We cannot reconcile what the Supreme Court did in Lawrence with the minimal protections afforded by traditional rational basis review....
The criticism that the Court in Bowers had misapprehended “the extent of the liberty at stake” does not sound in rational basis review....
Second, the cases on which the Supreme Court explicitly based its decision in Lawrence are based on heightened scrutiny....
We therefore conclude that Lawrence applied something more than traditional rational basis review....However, we hesitate to apply strict scrutiny when the Supreme Court did not discuss narrow tailoring or a compelling state interest in Lawrence, and we do not address the issue here.
...
We hold that when the government attempts to intrude upon the personal and private lives of homosexuals, in a manner that implicates the rights identified in Lawrence, the government must advance an important governmental interest, the intrusion must significantly further that interest, and the intrusion must be necessary to further that interest. In other words, for the third factor, a less intrusive means must be unlikely to achieve substantially the government’s interest.
...
However, it is unclear on the record before us whether DADT, as applied to Major Witt, satisfies the second and third factors....Remand therefore is required for the district court to develop the record on Major Witt’s substantive due process claim. Only then can DADT be measured against the appropriate constitutional standard.
This is a major development. Before last week's California Supreme Court decision in In Re Marriage Cases, no federal appeals court or state high court had applied heightened scrutiny to discrimination against queer people or (unless you count Lawrence itself) to regulations of private adult sexual conduct.

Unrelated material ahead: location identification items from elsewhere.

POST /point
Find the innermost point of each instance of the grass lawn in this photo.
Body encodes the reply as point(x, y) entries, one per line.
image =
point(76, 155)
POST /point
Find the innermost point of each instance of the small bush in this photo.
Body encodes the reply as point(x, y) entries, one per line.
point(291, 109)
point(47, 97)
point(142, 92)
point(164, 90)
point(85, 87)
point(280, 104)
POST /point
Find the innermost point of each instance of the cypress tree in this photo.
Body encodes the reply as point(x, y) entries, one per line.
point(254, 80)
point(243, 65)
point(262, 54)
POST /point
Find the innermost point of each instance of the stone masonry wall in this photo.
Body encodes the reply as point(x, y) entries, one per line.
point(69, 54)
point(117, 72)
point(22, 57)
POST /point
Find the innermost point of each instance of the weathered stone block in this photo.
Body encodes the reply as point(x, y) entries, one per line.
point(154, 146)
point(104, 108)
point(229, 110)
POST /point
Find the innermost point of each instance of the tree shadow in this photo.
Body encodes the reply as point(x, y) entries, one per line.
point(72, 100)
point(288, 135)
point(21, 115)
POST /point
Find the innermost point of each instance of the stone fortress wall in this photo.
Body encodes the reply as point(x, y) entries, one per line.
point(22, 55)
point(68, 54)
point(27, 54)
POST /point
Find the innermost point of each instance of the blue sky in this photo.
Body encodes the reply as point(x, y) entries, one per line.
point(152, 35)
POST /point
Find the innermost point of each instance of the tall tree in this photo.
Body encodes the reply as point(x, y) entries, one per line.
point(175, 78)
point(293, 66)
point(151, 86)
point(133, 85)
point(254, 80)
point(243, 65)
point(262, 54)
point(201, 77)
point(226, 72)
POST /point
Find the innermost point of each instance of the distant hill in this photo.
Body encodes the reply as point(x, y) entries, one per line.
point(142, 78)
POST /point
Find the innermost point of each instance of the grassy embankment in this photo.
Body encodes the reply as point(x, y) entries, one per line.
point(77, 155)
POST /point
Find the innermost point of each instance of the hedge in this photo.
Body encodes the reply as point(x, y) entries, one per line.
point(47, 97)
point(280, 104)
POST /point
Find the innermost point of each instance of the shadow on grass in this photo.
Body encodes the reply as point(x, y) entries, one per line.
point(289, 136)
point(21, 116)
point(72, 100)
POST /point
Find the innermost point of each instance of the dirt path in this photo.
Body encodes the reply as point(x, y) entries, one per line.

Unsurprisingly given the differing subject matter and surrounding politics, neither the majority nor concurring opinions in Witt cites Marriage Cases. But the two decisions together could be read as signalling a big step forward in constitutional analysis of both queer rights and sexual privacy. And in light of the heightened standard the Ninth Circuit has declared, it's hard to see how the Government will be able to justify DADT in the court below.

2 comments:

Charles Thomas said...

The level of scrutiny is everything in an equal protection case, as the California court made clear last week. Because CA treats sexual orientation as a suspect classification under its state constitution, it applied strict scrutiny to the marriage cases, and found that the marriage/domestic partnership dichotomy could not hold up. My state, Pennsylvania, would apply simply rational basis (of course, PA is not generally queer friendly).

It is not surprising that the real fight going forward will probably be over what level of scrutiny to apply. As our understanding of human sexuality progresses, it seems more and more obvious that strict scrutiny is the right level.

Polymorphous Perversity said...

I think it's generally the case that the level of scrutiny is everything, or nearly everything. But I'm not quite as sure about that in this case, given the deference usually given to the military. A fuzzy "deference" can make the difference even under strict scrutiny - see Grutter v. Bollinger (2003).